Monday, January 28, 2008

Sixty-six Miles Per Day

I have been meaning to clock the daily miles we've been putting on our ICE vehicle, and had the chance over a 25-day period from December into January. Pretty significant numbers for a family where both parents work from home!

It is downright infuriating to think that there were production EV's available ten years ago -- with heat and other such amenities -- that would easily be able to achieve this range, then come home to plug in overnight. And yet, thanks to inertia and ill-will, that initiative stalled out and today we are largely limited to home-brewed EV's like the e-Vanagon -- and lead-acid battery technology, instead of the perfectly adequate, should've-been-widely-available-and-affordable-by-now NiMH battery packs that powered vehicles like the Toyota RAV-4 EV, the Ford Ranger EV, and the EV-1.

But before I get grumpy thinking about the past, let's turn our eyes towards the future. Hope everyone got to see EcoWorld's Electric Vehicle Gallery 2007 -- the most promising EV's available and under development at the moment in the US. But check out what's happening overseas!

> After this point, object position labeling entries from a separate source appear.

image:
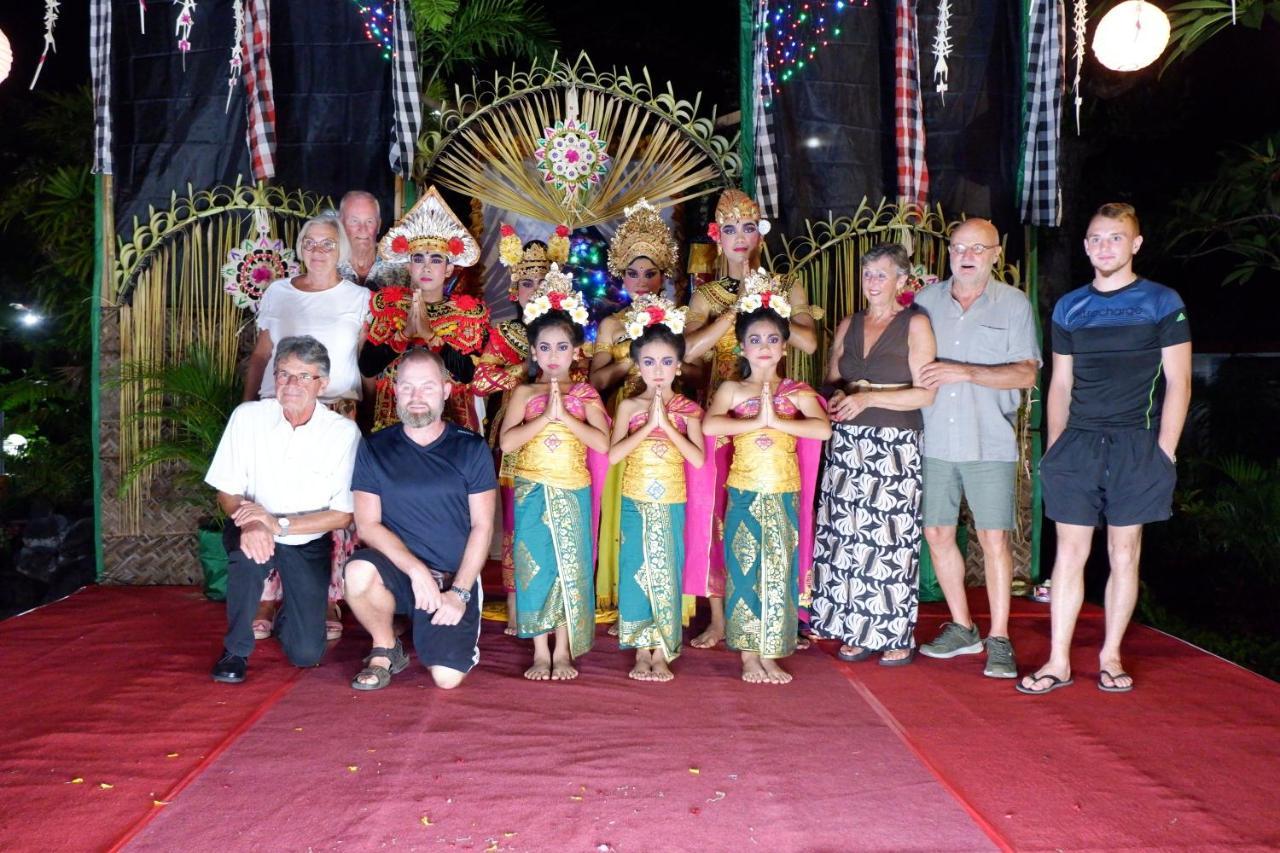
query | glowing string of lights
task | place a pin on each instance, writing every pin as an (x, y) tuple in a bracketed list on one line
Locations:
[(379, 21), (799, 28)]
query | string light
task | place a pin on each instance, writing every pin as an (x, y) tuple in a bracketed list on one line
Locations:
[(798, 30), (379, 19)]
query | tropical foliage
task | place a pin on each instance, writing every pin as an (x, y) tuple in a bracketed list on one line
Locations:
[(1235, 214), (1194, 22), (457, 33), (187, 406)]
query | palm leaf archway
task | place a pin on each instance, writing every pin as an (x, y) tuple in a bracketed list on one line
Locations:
[(658, 146)]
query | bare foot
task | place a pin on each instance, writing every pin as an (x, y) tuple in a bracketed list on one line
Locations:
[(753, 670), (562, 669), (540, 670), (661, 671), (713, 634), (777, 675), (644, 665)]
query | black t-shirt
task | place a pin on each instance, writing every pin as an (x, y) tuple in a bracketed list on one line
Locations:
[(1115, 341), (425, 489)]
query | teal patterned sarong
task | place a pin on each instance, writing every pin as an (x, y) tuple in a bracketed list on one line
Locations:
[(552, 555), (762, 561), (649, 575)]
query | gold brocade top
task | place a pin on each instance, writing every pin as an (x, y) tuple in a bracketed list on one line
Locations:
[(554, 456), (654, 471), (764, 460)]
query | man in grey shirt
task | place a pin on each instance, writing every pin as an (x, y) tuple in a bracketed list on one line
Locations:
[(987, 354)]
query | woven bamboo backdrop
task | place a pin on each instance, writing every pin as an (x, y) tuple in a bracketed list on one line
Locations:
[(827, 260), (659, 147), (167, 293)]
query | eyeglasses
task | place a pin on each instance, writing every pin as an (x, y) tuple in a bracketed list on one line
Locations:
[(284, 377), (323, 246), (964, 249)]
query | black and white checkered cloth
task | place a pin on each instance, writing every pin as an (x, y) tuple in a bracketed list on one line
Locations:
[(405, 94), (766, 159), (1046, 77), (100, 67)]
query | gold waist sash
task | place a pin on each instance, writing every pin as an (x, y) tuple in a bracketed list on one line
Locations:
[(554, 457), (654, 473), (764, 461)]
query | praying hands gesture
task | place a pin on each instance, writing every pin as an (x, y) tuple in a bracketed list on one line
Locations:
[(658, 415), (768, 416), (554, 404)]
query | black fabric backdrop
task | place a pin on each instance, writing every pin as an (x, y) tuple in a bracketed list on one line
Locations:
[(833, 119), (333, 105)]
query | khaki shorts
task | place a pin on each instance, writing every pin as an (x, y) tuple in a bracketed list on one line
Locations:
[(987, 486)]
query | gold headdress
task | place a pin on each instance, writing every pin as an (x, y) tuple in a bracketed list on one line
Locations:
[(432, 228), (649, 309), (557, 292), (764, 290), (533, 259), (643, 235), (735, 205)]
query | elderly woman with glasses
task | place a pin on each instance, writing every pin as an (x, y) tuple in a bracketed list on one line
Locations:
[(867, 550), (336, 313), (321, 304)]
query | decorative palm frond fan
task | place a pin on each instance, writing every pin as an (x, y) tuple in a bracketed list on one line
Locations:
[(567, 144)]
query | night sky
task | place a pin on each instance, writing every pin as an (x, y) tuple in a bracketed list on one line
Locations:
[(1144, 136)]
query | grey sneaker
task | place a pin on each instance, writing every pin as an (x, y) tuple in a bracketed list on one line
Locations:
[(1000, 658), (952, 641)]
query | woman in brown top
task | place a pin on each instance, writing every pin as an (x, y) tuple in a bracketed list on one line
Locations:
[(867, 547)]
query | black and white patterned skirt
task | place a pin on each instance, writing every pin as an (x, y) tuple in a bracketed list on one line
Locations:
[(867, 546)]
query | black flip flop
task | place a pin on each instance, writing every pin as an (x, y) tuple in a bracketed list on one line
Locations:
[(1054, 683), (854, 658), (1115, 676)]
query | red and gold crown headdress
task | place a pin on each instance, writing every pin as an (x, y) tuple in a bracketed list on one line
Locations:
[(643, 235), (430, 228), (533, 260)]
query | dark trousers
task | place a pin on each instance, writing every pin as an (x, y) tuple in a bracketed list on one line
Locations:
[(300, 620)]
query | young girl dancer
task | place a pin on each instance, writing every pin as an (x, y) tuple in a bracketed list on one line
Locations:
[(551, 424), (656, 434), (764, 415)]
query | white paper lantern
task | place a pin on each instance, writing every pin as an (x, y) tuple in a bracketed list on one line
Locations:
[(5, 56), (1130, 36)]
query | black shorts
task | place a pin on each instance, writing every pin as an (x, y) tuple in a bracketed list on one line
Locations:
[(452, 646), (1120, 478)]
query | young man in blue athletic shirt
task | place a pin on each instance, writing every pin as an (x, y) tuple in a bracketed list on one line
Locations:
[(1115, 410)]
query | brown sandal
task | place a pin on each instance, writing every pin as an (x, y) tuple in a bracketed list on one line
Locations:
[(382, 674)]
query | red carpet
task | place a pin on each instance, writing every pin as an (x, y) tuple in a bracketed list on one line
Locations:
[(104, 687), (112, 682), (1191, 758), (704, 762)]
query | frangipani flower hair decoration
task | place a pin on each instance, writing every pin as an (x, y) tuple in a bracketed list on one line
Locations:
[(763, 290), (650, 309), (557, 292)]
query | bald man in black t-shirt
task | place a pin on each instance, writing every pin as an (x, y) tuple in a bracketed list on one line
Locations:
[(425, 493)]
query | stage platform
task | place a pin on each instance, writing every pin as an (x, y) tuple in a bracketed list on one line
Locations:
[(115, 738)]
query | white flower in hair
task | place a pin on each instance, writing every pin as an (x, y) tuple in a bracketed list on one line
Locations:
[(557, 292), (650, 309), (763, 290)]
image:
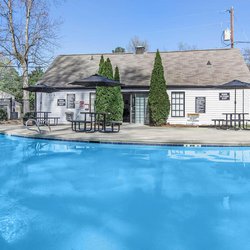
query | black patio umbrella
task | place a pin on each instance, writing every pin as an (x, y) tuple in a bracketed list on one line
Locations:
[(41, 88), (236, 84), (96, 81)]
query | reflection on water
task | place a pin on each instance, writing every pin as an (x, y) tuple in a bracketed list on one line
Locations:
[(59, 195)]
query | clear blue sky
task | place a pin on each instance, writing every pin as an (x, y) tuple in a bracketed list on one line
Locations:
[(98, 26)]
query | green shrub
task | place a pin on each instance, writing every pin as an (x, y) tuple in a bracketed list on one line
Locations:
[(109, 99), (27, 116), (3, 115)]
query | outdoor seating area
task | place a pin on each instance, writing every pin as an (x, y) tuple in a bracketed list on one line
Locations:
[(232, 121), (42, 118), (95, 122)]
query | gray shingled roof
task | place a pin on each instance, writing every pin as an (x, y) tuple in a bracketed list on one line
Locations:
[(188, 68)]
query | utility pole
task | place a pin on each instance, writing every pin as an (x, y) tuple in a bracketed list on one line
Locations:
[(231, 11)]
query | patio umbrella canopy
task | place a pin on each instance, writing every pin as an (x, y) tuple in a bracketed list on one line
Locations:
[(41, 88), (96, 81)]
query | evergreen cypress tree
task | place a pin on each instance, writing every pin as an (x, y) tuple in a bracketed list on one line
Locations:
[(109, 99), (118, 104), (158, 99), (101, 66), (117, 74), (108, 69)]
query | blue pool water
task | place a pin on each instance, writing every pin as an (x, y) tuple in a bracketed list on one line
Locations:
[(78, 196)]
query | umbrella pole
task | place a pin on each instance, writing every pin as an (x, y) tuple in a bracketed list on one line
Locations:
[(235, 108)]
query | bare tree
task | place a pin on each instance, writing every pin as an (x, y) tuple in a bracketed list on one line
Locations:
[(135, 42), (27, 36), (246, 55)]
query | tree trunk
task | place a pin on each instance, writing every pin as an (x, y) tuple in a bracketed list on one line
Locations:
[(26, 103)]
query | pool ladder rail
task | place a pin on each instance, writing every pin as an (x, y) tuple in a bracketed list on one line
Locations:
[(37, 124)]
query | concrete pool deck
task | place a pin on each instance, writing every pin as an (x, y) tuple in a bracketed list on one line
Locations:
[(140, 134)]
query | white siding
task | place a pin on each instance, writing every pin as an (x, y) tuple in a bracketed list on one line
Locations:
[(214, 106), (48, 102)]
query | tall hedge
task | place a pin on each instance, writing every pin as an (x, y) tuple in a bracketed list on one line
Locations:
[(109, 99), (101, 66), (117, 74), (158, 99)]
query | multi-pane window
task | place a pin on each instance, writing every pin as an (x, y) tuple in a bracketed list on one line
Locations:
[(92, 98), (178, 104), (71, 101)]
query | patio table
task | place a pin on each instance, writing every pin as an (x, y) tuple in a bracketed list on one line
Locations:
[(234, 119)]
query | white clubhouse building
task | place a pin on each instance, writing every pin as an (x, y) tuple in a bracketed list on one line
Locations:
[(193, 84)]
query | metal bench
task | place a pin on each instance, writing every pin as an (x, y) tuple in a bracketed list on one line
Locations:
[(113, 126), (51, 120), (220, 123)]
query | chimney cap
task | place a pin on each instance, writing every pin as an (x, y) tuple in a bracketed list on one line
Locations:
[(140, 49)]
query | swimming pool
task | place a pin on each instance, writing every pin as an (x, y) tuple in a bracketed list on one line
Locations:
[(83, 196)]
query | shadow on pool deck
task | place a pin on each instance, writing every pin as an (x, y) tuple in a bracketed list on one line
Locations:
[(131, 133)]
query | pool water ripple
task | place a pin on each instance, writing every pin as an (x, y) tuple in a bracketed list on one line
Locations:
[(83, 196)]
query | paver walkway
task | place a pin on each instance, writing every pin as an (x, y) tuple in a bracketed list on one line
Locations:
[(131, 133)]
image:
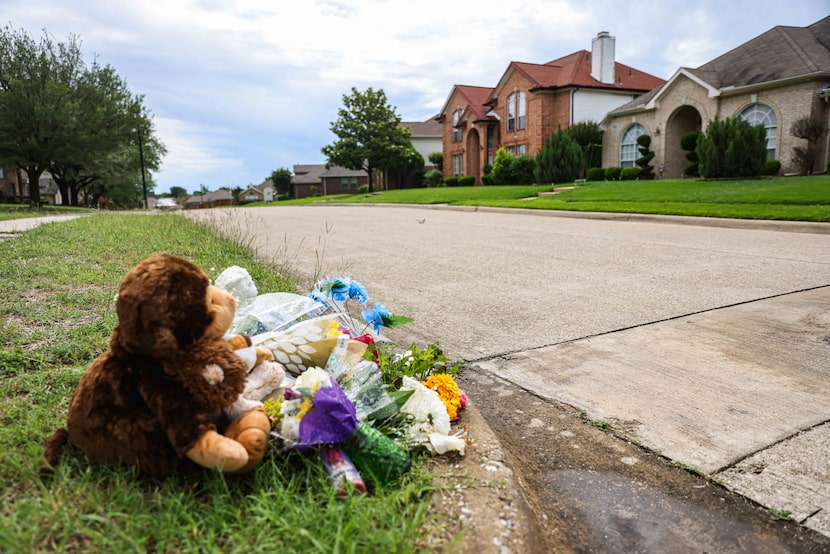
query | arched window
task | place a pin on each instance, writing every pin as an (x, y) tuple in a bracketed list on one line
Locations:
[(761, 114), (628, 144)]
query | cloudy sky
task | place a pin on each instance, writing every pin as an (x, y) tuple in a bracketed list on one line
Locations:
[(239, 88)]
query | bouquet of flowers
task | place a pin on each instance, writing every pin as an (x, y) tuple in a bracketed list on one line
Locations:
[(337, 403)]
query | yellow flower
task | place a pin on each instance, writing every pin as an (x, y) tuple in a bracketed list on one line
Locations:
[(447, 390), (305, 406)]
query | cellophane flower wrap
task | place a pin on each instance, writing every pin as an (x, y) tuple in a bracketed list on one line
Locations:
[(338, 398)]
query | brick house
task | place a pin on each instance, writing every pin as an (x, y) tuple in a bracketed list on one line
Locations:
[(317, 180), (213, 199), (532, 101), (773, 79), (263, 192)]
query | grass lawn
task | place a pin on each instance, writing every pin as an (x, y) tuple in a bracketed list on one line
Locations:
[(784, 198), (57, 286), (19, 211)]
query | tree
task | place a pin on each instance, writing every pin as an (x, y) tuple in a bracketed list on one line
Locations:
[(282, 181), (80, 122), (646, 155), (588, 135), (369, 137), (811, 129), (559, 160), (437, 160), (732, 147)]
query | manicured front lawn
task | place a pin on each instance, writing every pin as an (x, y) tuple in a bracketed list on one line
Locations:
[(783, 198)]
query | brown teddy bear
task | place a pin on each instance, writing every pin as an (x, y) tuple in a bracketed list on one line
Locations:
[(151, 400)]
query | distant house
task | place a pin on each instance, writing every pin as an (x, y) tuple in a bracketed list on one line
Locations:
[(317, 180), (531, 101), (425, 137), (773, 80), (213, 199), (263, 192)]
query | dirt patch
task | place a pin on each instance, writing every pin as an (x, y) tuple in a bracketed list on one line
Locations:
[(541, 477)]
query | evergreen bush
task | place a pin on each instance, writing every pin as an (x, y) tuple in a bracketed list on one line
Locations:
[(433, 177), (688, 142), (646, 155), (772, 167), (612, 173), (630, 173), (559, 160), (732, 147), (595, 174)]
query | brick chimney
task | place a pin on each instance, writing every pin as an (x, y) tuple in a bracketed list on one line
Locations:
[(602, 57)]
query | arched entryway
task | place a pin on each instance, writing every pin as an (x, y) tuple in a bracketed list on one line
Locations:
[(472, 159), (681, 121)]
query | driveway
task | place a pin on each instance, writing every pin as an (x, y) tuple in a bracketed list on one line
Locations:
[(708, 345)]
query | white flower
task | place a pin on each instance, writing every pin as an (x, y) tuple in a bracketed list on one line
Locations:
[(431, 423)]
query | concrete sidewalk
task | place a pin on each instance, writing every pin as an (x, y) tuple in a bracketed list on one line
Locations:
[(741, 394), (11, 227)]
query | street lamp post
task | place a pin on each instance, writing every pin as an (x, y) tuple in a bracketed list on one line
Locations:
[(141, 157)]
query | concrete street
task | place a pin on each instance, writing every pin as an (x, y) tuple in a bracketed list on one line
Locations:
[(706, 342)]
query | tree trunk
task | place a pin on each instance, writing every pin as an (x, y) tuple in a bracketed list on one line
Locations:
[(34, 174)]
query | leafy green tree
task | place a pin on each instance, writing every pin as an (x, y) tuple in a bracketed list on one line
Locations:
[(811, 129), (559, 160), (588, 135), (688, 142), (732, 147), (282, 181), (646, 155), (436, 159), (78, 121), (369, 137)]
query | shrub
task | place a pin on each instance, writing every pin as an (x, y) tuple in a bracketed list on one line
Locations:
[(630, 173), (436, 159), (588, 136), (595, 174), (522, 168), (688, 142), (559, 160), (612, 173), (732, 147), (433, 177), (772, 167), (646, 155), (502, 173)]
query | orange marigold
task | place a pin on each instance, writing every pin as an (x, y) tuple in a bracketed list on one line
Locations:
[(447, 390)]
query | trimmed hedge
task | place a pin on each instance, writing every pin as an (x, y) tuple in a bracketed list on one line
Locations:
[(630, 173), (772, 167), (595, 174), (612, 173)]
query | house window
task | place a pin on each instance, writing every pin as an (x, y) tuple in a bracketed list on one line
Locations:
[(628, 144), (761, 114), (457, 133), (458, 164), (521, 109)]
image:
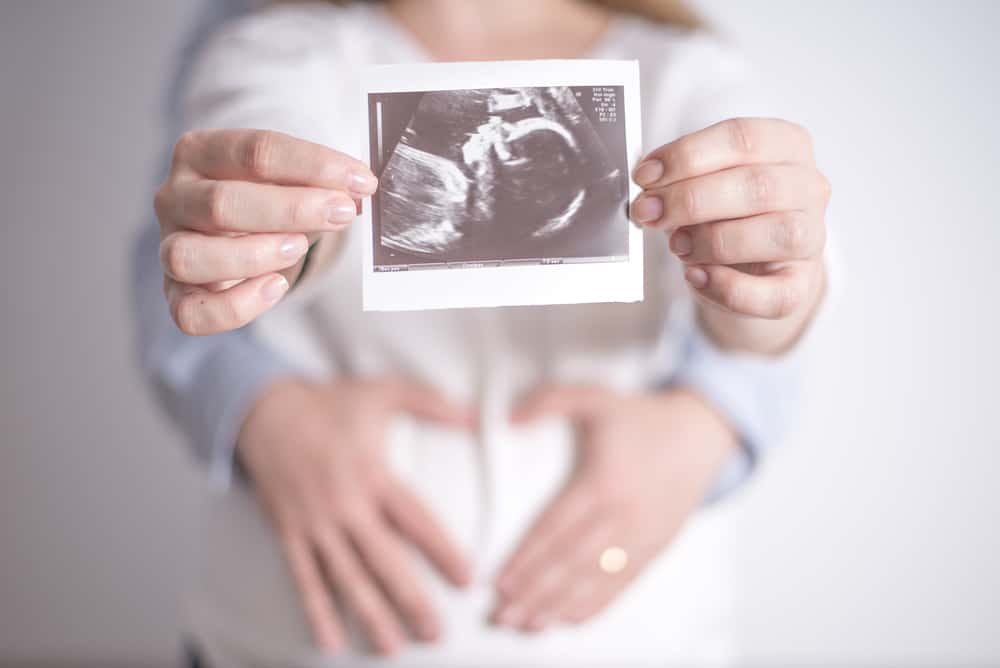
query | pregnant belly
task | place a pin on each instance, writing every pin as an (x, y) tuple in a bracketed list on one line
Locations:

Just this month, British blog Autocar reports that Renault-Nissan will bring a mass-production EV to market as soon as 2011. And a new lithium-ion battery factory opened last week in Europe, backed by a French billionaire who is working to get EV's on the streets of Italy even sooner -- by the summer of 2009!

Meanwhile, over the weekend EV clubs in San Diego and Miami held drag race events to show off the capabilities of a large collection of present-day EV's and promote the cause. Congratulations to the hardworking sponsors of "Battery Beach Burnout" and "Electric Dragin'"!

2 comments:

masslibation said...

Hello!

I'm interested in doing a conversion on a vanagon.

Have you fixed the e-van and got it rolling again? How many miles range do you get now?

Thanks!

Jensen

jisaacs said...

Jensen, The e-van is running but hasn't gotten a lot of use this winter since it lacks both heat and snow tires. We look forward to doing some range testing in the spring.